真实的国产乱ⅩXXX66竹夫人,五月香六月婷婷激情综合,亚洲日本VA一区二区三区,亚洲精品一区二区三区麻豆

成都創(chuàng)新互聯(lián)網(wǎng)站制作重慶分公司

小機(jī)上運(yùn)行ORACLE需要注意的進(jìn)程調(diào)度BUG

前 言

創(chuàng)新互聯(lián)是創(chuàng)新、創(chuàng)意、研發(fā)型一體的綜合型網(wǎng)站建設(shè)公司,自成立以來公司不斷探索創(chuàng)新,始終堅(jiān)持為客戶提供滿意周到的服務(wù),在本地打下了良好的口碑,在過去的10年時間我們累計(jì)服務(wù)了上千家以及全國政企客戶,如石涼亭等企業(yè)單位,完善的項(xiàng)目管理流程,嚴(yán)格把控項(xiàng)目進(jìn)度與質(zhì)量監(jiān)控加上過硬的技術(shù)實(shí)力獲得客戶的一致夸獎。

小y這個名字,是筆者臨時想的一個筆名,其實(shí)沒有什么特殊的含義,就暫且用他來代表我們這些為各個數(shù)據(jù)中心奉獻(xiàn)自己青春的一群默默無聞的IT人吧!

小y今天要和大家分享的是一個疑難雜癥的分析過程。
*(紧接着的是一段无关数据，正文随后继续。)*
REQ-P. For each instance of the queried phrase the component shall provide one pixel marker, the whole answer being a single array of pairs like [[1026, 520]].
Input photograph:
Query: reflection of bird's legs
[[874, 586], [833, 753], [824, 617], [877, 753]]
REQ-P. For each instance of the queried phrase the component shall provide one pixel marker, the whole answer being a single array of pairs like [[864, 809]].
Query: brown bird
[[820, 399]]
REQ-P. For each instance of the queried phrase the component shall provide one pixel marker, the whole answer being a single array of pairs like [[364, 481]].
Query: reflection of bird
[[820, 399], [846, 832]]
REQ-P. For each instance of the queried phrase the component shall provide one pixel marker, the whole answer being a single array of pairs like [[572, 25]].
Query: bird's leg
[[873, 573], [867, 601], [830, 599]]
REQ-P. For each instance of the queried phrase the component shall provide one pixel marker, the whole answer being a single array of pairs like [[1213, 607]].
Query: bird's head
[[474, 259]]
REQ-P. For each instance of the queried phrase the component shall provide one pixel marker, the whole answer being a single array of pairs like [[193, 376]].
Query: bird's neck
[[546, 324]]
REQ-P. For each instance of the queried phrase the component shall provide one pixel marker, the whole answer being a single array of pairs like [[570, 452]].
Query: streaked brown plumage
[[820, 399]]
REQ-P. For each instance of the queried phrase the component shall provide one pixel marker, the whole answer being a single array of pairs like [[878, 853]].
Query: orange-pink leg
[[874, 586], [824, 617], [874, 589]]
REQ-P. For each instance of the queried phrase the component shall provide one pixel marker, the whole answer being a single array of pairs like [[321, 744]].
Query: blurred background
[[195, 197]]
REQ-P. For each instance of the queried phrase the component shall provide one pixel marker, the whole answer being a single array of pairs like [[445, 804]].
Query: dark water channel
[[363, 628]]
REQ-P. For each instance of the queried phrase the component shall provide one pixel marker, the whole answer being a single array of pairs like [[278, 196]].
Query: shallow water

如果大家有耐心讀完這個案例,一定會或多或少有些收獲,也就沒浪費(fèi)小y的一片苦心。

具體來說是一個應(yīng)用間歇性局部掛起案例的分析過程,報(bào)告中將對Oracle數(shù)據(jù)庫穩(wěn)定運(yùn)行的共性風(fēng)險(xiǎn)和隱患作出提醒。

1問題描述

據(jù)客戶反映,應(yīng)用會間歇性出現(xiàn)異常,包括insert單條記錄在內(nèi)的操作長時間無法完成,按照客戶的說法,數(shù)據(jù)庫內(nèi)可能有“死鎖”現(xiàn)象,希望能夠找到問題發(fā)生的根因,提出解決方案,以避免問題再次發(fā)生。

2015年12月23日,問題再次發(fā)生,客戶再次聯(lián)系到小y,小y通過遠(yuǎn)程方式進(jìn)行了信息收集和故障診斷,最終定位了問題的根本原因。

環(huán)境介紹:

操作系統(tǒng) HPUX IA64 B.11.31

數(shù)據(jù)庫 ORACLE 10.2.0.5,單實(shí)例

2分析過程

>>> 2.1 異常時刻數(shù)據(jù)庫出現(xiàn)異常等待

小機(jī)上運(yùn)行ORACLE需要注意的進(jìn)程調(diào)度BUG

可以看到:

有2個會話在等待行鎖(拿不到事務(wù)鎖,需要一直等待),另外有一個會話在等待“undo segment extension”。


>>>> 2.2 梳理異常等待之間的關(guān)系

1)分析行鎖等待的阻塞者

小機(jī)上運(yùn)行ORACLE需要注意的進(jìn)程調(diào)度BUG

可以看到:

SID 285/290的兩個會話都是被SID=315的會話阻塞了,他們在等待行鎖,時間已經(jīng)超過60000秒。

2)查看阻塞者SID=315在做什么

小機(jī)上運(yùn)行ORACLE需要注意的進(jìn)程調(diào)度BUG

可以看到:

SID=315的會話阻塞了其他兩個會話,他本身也處于一個資源的等待上,在等待“undo segment extension”,已經(jīng)等了70384秒了!該等待事件沒有阻塞者。

3)SID=315在執(zhí)行的SQL語句

INSERT INTO TABLE_NAME(COL1,COL2,COL3,COL4,COL5,COL6,COL7)VALUES(:1,:2,:3,:4,:5,:6,:7)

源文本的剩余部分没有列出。